HOW followers of Bolton Wanderers must be wishing they could turn back the clock.
Since losing their Premier League status on the final day of the 2011-12 season, the Trotters seem to have lurched from one crisis to another.
The heady days of Sam Allardyce, forays into Europe and finishing sixth in the top flight are now just a distant memory at the Reebok Stadium.
Current boss Dougie Freedman is fighting for his job, with calls for his head intensifying after defeat at Ipswich six days ago had left them two places above the relegation zone.
And while the Scot is confident he retains the backing of owner Eddie Davies and chairman Phil Gartside, 63 per cent of the 430 supporters who voted on an internet poll were in favour of sacking him.
Freedman is adamant he can ride out the storm, even though he admits the situation is more difficult than anything he encountered at former club Crystal Palace where he had to deal with administration.
Speaking this week to the Bolton News, he said: “It is the hardest time I have faced but that is why I am here.
"This is my apprenticeship as a manager. I have done it for three or four years now and people in the game tell me the apprenticeship might last for 20.
“You have to stay strong and positive and make sure everyone understands what your situation is. I genuinely believe once we get one win, we will get a lot and there hasn’t been much in the games recently.”

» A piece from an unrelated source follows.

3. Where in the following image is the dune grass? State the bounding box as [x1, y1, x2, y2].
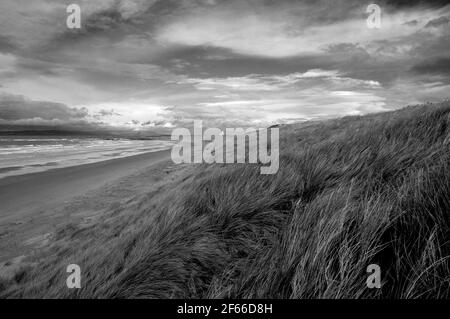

Freedman will be hoping for a similar turnaround to last season when Wanderers embarked on a 17-match run which took them from the depths of the Championship to the brink of the play-offs.
At the start of February, Bolton were 20th – the position they currently occupy – before 10 wins and four draws saw them finish seventh, with Leicester pipping them on goal difference.
However, on current form, the majority of Wanderers supporters are approaching the remainder of this season with trepidation rather than optimism and recent events have done little to help.
Freedman has tried to make supporters understand the constraints he is working under with the situation highlighted by a 7-1 hammering at Reading last month.
On New Year’s Eve, the club revealed its debts had grown to a staggering £163.8million – with £50.7m haemorrhaging during the 12 months to June 2013 – raising fears they may follow Leeds and Portsmouth into financial crisis.
The eye-watering loss in a single year left Bolton with the unwant-ed distinction of becoming the fifth club to have lost more than £50m over 12 months – but the only one outside of the Premier League.
While owner Davies, who took over Wanderers for £2.5m in 2003, has said he has no plans to walk away, the club’s ability to absorb such astronomical losses has been questioned.
A lack of major squad strengthening during the January transfer window, coupled with the sale to Swansea of striker David Ngog in a cut-price deal, did little to appease the club’s followers, with Millwall midfielder Liam Trotter their only addition.